Jameson, though, ever the professional, seized the moment and called out.
“All right, enough standing around. What’s the matter? Haven’t you seen an alien before? Smithy, get that gate shut. Jones, Marshall and Davies, if you’re on the wall pulling guard duty you need to face the other way. And Elvis ... Stop showing off and take our guest inside.”
Elvis grinned. “Yes, sir.”
Smithy didn’t move. Jameson tapped her on the shoulder. Slowly, she got up and went over to the gate.
Elvis walked toward the main building. Stella followed.
She was never more than a few feet from him. It was clear she wasn’t going to let him out of her sight until she felt safe. Bower followed them.
“You three,” Jameson said, coming up behind them and speaking with gravitas. “You have some explaining to do.”
Well, thought Bower, Jameson took that quite well, all things considered. And she loved his use of three, as though somehow the alien owed him an explanation. In reality, it was only Elvis that was answerable to Jameson, but that didn’t bother him in the slightest. She turned back, expecting a grumpy look on his face but he was grinning as he came up beside her.
Jameson shook his head, saying, “If it was going to be anyone, it would be Elvis.” That made Bower laugh. He was right. Was there anyone better suited to introduce Earth’s culture to an alien species
than Elvis
?
As they climbed the broad marble steps leading up to the portico in front of the embassy, Bower watch to see how Stella negotiated this as an obstacle. Her spindly feet, so reminiscent of a sea urchin, made a smooth transition from sharp, pointed spears to curved blades with some flex in them. They slapped the ground softly, wrapping themselves over the uneven surfaces, providing her with some spring in her step.
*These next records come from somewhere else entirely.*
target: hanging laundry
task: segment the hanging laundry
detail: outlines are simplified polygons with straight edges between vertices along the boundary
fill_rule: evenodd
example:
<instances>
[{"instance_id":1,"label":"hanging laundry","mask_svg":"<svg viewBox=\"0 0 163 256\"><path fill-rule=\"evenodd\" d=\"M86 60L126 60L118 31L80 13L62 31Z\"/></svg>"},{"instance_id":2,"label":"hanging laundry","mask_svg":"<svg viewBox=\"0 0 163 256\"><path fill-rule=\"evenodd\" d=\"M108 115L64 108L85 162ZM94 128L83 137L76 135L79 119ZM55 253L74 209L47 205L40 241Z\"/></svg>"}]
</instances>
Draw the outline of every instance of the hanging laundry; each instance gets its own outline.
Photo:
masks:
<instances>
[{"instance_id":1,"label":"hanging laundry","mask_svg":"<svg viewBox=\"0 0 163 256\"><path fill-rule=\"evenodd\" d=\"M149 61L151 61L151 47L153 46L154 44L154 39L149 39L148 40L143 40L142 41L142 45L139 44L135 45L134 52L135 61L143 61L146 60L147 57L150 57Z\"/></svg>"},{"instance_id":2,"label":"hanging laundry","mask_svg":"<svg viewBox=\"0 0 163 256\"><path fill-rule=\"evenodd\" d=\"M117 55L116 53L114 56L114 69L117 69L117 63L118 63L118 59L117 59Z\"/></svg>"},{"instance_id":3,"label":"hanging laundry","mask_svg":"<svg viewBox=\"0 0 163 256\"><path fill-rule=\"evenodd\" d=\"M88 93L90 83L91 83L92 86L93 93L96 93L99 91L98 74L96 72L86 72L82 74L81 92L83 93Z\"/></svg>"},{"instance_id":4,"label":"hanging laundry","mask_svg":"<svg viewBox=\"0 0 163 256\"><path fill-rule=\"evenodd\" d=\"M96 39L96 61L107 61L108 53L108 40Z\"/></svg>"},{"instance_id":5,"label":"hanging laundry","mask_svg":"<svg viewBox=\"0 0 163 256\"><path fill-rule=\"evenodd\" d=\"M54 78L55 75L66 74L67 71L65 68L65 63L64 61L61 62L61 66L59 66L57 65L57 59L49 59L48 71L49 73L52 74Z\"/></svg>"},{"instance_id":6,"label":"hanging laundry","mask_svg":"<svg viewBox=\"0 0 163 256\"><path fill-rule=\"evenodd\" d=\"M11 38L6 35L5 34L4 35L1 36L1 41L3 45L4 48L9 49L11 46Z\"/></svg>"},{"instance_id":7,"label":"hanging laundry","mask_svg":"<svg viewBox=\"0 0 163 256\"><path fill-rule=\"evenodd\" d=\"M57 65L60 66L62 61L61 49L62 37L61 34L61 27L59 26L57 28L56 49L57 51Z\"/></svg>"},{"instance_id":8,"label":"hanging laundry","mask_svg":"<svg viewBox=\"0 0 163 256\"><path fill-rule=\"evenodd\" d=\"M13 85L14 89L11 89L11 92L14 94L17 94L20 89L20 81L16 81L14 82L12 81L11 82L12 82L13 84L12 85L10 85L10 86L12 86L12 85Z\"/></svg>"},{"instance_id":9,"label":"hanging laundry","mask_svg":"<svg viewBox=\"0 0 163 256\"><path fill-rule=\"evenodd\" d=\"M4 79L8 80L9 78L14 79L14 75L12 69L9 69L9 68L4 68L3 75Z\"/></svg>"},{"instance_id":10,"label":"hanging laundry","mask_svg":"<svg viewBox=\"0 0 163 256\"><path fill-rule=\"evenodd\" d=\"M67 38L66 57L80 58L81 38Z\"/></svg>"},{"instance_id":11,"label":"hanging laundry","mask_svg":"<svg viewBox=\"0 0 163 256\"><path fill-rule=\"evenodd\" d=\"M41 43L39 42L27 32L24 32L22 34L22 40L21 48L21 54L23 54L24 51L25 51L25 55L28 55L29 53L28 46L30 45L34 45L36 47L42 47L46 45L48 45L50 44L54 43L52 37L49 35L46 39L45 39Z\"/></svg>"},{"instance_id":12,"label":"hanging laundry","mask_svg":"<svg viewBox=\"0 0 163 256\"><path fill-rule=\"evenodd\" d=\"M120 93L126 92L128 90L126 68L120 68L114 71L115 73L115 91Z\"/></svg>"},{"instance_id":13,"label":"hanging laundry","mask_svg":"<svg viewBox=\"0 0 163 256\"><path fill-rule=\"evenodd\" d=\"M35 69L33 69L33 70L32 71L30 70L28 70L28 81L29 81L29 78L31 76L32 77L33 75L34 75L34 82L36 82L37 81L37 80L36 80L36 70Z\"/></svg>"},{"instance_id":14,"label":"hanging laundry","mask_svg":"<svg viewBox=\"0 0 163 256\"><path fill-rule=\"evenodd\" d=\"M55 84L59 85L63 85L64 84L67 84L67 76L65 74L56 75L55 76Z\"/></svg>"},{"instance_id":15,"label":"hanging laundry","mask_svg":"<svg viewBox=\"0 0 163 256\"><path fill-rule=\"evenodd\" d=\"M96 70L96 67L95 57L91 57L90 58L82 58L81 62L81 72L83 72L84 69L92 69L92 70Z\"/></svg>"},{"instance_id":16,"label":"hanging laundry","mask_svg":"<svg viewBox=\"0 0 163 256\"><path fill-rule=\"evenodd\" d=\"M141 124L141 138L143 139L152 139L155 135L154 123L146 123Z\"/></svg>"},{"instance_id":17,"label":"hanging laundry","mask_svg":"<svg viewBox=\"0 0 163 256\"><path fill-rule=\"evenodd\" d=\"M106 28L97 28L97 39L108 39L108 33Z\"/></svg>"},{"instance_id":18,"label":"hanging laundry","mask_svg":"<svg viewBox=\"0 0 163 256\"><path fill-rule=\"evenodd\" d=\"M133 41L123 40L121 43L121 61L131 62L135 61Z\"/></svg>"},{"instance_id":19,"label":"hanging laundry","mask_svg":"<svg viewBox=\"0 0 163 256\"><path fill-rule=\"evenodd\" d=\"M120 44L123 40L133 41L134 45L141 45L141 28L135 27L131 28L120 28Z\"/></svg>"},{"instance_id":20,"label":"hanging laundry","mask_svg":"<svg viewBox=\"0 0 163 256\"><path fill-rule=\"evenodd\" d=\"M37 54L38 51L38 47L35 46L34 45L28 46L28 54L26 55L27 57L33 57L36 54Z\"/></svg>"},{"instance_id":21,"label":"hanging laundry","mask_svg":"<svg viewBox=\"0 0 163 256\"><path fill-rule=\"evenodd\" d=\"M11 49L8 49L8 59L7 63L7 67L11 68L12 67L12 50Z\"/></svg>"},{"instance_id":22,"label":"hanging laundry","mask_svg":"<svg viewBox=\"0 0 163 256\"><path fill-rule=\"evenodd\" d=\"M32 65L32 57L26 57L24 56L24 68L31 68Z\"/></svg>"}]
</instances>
Bullet holes marred the walls. Burns and scorch marks spoke of a violent struggle. Patches of dried blood on one of the low walls indicating where the wounded took cover during the vicious firefight.
Jameson caught up with Elvis, directing him to one side. He was surprisingly relaxed given their unusual company.
“Why couldn’t you have brought home a cat or a dog like everyone else?”
Elvis laughed.
“What the hell am I supposed to do with an alien, Elvis? Honestly, do you think about these things before you do them? Shit, can you imagine the paperwork?”
And they both laughed.
Bower wasn’t too familiar with the various branches within the US military, but she could tell several of the soldiers staring
nervously
at them were either navy or air force from their blue uniforms.
“At ease, gentlemen” Jameson said, and it took Bower a second or two to realize he was joking. It was Elvis and his cocky smile that gave it away.
They entered the reception area and walked down a long corridor. The white pristine walls had fresh gouges and the odd bloodstain on them. Jameson led the way, with Elvis following him with the creature immediately behind. Bower brought up the rear with two rather awkward soldiers providing what she figured was security. They were carrying M4 rifles slung over their shoulders and weren’t in anyway threatening.